Vakit Keskin Bir Kılıç

Kabr-i şerîfi Keşan’da bulunan velîlerden Süleyman Zâtî Efendi, bir sohbetinde;
- Kardeşlerim! Vakit, keskin bir kılıç gibidir, buyurdu. Yarına çıkacağımız ise belli değildir.
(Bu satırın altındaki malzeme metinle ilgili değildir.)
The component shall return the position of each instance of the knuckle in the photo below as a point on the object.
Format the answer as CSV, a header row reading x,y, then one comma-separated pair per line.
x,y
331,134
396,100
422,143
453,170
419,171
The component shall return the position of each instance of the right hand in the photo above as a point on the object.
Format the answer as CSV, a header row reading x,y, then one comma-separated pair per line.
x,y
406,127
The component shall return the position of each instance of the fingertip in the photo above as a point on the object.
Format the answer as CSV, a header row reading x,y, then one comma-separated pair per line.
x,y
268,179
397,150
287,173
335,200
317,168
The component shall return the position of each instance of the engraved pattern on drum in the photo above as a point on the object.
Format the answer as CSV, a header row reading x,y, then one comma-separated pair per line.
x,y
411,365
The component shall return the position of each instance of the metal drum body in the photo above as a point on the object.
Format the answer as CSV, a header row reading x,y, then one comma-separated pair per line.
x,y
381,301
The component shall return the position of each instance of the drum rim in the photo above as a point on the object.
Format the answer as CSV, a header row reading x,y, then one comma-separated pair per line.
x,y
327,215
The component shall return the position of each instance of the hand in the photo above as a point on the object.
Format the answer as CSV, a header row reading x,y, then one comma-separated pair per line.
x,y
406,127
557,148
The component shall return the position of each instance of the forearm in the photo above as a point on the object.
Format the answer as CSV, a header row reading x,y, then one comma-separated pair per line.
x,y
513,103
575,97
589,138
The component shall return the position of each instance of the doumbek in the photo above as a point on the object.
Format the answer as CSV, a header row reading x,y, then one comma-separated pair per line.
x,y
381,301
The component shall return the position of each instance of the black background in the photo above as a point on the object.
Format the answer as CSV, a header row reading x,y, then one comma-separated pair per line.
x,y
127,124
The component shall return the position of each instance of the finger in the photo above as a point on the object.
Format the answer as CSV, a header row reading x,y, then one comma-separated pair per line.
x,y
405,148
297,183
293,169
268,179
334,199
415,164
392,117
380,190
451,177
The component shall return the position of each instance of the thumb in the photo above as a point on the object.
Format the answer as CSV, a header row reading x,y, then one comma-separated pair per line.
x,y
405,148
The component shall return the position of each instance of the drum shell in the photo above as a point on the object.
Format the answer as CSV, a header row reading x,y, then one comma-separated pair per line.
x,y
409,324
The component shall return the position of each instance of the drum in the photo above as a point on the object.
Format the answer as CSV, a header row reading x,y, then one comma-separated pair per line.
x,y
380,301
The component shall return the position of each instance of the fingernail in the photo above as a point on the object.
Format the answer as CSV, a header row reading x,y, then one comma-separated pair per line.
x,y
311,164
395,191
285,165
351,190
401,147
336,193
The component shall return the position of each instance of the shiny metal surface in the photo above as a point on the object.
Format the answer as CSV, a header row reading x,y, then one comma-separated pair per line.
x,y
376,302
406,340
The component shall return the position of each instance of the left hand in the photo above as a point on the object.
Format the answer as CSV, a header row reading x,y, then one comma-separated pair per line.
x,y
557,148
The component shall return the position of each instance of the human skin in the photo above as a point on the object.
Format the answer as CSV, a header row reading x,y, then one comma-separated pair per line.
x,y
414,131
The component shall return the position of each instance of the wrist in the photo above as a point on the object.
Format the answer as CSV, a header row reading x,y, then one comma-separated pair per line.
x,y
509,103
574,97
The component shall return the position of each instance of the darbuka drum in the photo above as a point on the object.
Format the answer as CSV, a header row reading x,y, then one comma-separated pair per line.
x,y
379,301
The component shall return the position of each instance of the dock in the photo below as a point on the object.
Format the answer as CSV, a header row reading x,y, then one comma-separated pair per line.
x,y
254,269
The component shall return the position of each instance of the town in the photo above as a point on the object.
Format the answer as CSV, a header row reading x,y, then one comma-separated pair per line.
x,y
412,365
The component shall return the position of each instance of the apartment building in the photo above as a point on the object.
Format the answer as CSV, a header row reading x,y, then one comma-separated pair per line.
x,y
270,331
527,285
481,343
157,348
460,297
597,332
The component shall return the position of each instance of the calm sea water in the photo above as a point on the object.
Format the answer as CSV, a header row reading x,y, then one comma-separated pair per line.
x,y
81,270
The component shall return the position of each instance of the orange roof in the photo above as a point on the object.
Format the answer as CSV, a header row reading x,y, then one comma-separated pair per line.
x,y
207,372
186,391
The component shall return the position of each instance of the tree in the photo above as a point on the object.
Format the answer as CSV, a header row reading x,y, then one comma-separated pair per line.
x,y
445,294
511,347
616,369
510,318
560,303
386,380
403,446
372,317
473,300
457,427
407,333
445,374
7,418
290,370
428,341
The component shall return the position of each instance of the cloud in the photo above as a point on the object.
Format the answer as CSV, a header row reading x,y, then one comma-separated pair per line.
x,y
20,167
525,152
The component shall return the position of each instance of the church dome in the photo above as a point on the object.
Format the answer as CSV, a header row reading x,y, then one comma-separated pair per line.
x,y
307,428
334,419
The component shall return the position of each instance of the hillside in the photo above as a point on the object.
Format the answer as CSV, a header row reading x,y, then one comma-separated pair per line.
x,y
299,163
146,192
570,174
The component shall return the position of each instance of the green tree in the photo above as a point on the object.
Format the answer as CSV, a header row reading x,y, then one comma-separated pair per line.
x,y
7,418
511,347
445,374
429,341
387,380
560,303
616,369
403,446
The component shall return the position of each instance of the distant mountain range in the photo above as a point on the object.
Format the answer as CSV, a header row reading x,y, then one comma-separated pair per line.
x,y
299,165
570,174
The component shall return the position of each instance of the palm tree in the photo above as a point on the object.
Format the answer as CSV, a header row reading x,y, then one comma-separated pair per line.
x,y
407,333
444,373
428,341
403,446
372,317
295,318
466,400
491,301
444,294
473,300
Mühim işleri bugün yapmalı, mühim olmayanları yarına bırakmalıdır.
Ve ekledi:
- Aklı olan böyle yapar.
Sordular:
- Mühim iş olarak bize ne tavsiye edersiniz efendim?
- Her şeyden önce kalbinizden “dünyâ sevgisi”ni çıkarınız.
- Bunun yolu nedir ki efendim?
- Kalbinde dünyâ sevgisi olmayanlarla beraber olmaktır. Öyle kimseler yoksa, “Allah dostları”nın kitaplarını okuyun. O büyüklerin kitabını okuyan, onlarla sohbet etmiş gibi feyz alır ve kalbi temizlenir.

Bir gün de;
- Cennete îman ile girilecektir, ama bir şartla, buyurdu.
Sordular:
- O şart nedir efendim?
- Îmanın doğru olması, yâni “Ehl-i sünnet âlimleri”nin bildirdiği gibi olması lâzımdır. Bu “Doğru îman” o kadar kıymetli ki, Allahü teâlâ onun mükâfatını dünyâda vermiyor.
- Neden efendim?
- Çünkü dünyâ, buna müsâit değil.
Ve izah etti:
- Bu dünyâ, yıpranmaya, yok olmaya mahkûm. Âhiret nîmetleri ise devamlı ve sonsuzdur. Allahü teâlâ bu nîmetler için “Cennet”i yarattı. ‘Îman’ın karşılığı olan nîmetleri “Cennet”te verecek.

Bir gün de;
- Kardeşlerim, hiç kimseyi ayıplamayın, buyurdu. Yoksa aynı hatâyı siz de işlersiniz.
Ve ilâve etti:
- Çünkü bir hadîs-i şerîfte; “Bir kimse bir Müslümanı, tövbe ettiği bir kusurundan dolayı ayıplarsa, o kimse o kusuru işlemeden ölmez” buyuruluyor.